In contrast to the information transfer analyses described above, a random forest (RF) analysis identifies OA as the most important feature (Fig. 6b) influencing tetrol particles at high altitudes (similar to the near surface case shown in Fig. 5), which can be explained by their correlations (Fig. 6a). This indicates that the feature importance determined by RF mostly identifies correlated variables but is not a necessary indicator of causality. Since precursors of IEPOX-SOA like tetrol gases and OA components are all transported by clouds to the upper troposphere, it is reasonable to expect correlation between OA and IEPOX-SOA. However, it is encouraging that the causal approach could identify tetrol gases as causally related to IEPOX-SOA. As shown in our previous study6, turning off convective transport of tetrol gases and other chemical components from the surface to the upper troposphere within WRF-Chem resulted in an order of magnitude decrease in simulated IEPOX-SOA in the upper troposphere, which clearly established that the major source of total tetrol particles (dominant IEPOX-SOA components) in the upper troposphere was transport of tetrol gases by clouds followed by their condensation at cold temperatures to form IEPOX-SOA particles. This causal link between tetrol gases and total tetrol particles in the upper troposphere is uniquely indentified just by the causal approach.

Figure 6
figure 6

(a) Information transfer to total tetrol and correlation of total tetrol with other variables for altitudes of 10–12 km. (b) Feature importance identified by Random Forest for total tetrol for altitudes of 10–12 km.

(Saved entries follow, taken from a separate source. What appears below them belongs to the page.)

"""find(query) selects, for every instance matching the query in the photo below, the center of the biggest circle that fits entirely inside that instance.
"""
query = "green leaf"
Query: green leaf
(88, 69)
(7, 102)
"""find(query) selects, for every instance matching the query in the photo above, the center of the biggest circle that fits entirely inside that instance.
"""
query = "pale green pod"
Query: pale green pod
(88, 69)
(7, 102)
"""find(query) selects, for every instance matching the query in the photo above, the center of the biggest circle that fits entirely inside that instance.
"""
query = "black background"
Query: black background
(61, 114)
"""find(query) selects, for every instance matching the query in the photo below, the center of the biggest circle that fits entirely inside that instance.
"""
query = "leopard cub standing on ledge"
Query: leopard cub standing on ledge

Influence graph and causation v/s correlation

In addition to causality, information transfer analyses could also be used to qualitatively analyze how certain variables are correlated through an influence graph of the underlying system.

Definition 1

(Influence Graph) An influence graph for a dynamical system \(x(t+1)=T(x(t))\), with states \(x(t) = [x_1(t), x_2(t), \cdots , x_n(t)]^\top \in {\mathbb {R}}^n\), is a weighted directed graph \(\mathcal{G}(t)=\{(V(t),E(t),W(t))| V(t) = \{1,2,\cdots , n\}; E(t) = (i,j)\subseteq V\times V; W(t) (= [w_{ij}(t)]_{i,j=1}^n) \in {\mathbb {R}}^{n\times n} \}\), where the node set V(t) correspond to the dynamic states, E(t) is the set of directed edges such that there is a directed edge \((i,j)\in E(t)\) from node i to node j if and only if the information transfer from \(x_i(t)\) to \(x_j(t)\) is non-zero at time t and the \(ij^{th}\) entry \(w_{ij}(t)\) of the weight matrix W(t) is equal to the absolute value of the information transfer from state \(x_i(t)\) to state \(x_j(t)\) at time t.

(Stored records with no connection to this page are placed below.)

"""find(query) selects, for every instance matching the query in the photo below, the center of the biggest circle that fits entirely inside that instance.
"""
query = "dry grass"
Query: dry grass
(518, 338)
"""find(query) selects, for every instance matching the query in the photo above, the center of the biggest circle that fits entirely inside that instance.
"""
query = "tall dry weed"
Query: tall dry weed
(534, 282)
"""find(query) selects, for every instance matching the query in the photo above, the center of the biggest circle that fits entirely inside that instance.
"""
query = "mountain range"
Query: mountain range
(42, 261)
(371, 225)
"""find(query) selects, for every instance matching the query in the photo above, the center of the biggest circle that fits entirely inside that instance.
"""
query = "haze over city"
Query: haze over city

Note that, in general, an influence graph can have both a time-varying topology and time-varying weights. The topology of the influence graph will change if the underlying system topology is time-varying. On the other hand, the information transfer values (and hence the edge-weights of the influence graph) can change with time during transient dynamics, also resulting in a time-varying influence graph. But as mentioned earlier, the steady-state information transfer values for stable systems attain a steady state, resulting in a unique influence graph. In the context of this work, while different features affecting tetrol particles are time- and space-varying, they originate from stable processes, and we consider the steady-state information transfer values in constructing the influence graphs.

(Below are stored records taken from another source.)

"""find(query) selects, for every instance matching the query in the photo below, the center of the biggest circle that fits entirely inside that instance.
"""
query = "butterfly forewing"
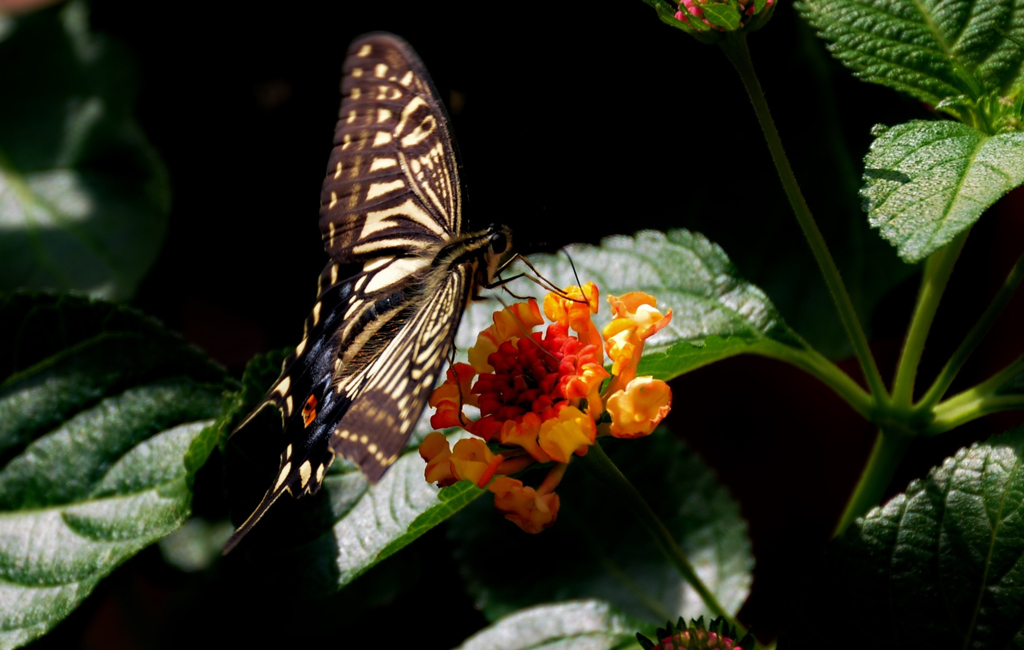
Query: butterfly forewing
(391, 213)
(392, 182)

By definition, the directed edges of an influence graph give the direct causal links present in the system. However, it can be used to identify indirect causal links and also the confounding variables. For example, the influence graph of system (1) is exactly the same as Fig. 3a and hence from the influence graph one can identify the confounding variable, which explains the high correlation of the states \(x_3\) and \(x_5\), even though they are not causally connected. Furthermore, as mentioned earlier, RF identifies important features, but it captures a sort of statistical dependence and that is why it identified \(x_3\) and \(x_4\) as the most important features for predicting \(x_5\). However, there is no causal connection between \(x_3\) and \(x_5\) (see Fig. 3c), which our influence graph clearly shows and thus the importance of the influence graph lies in the fact that it identifies indirect influences and confounding variables.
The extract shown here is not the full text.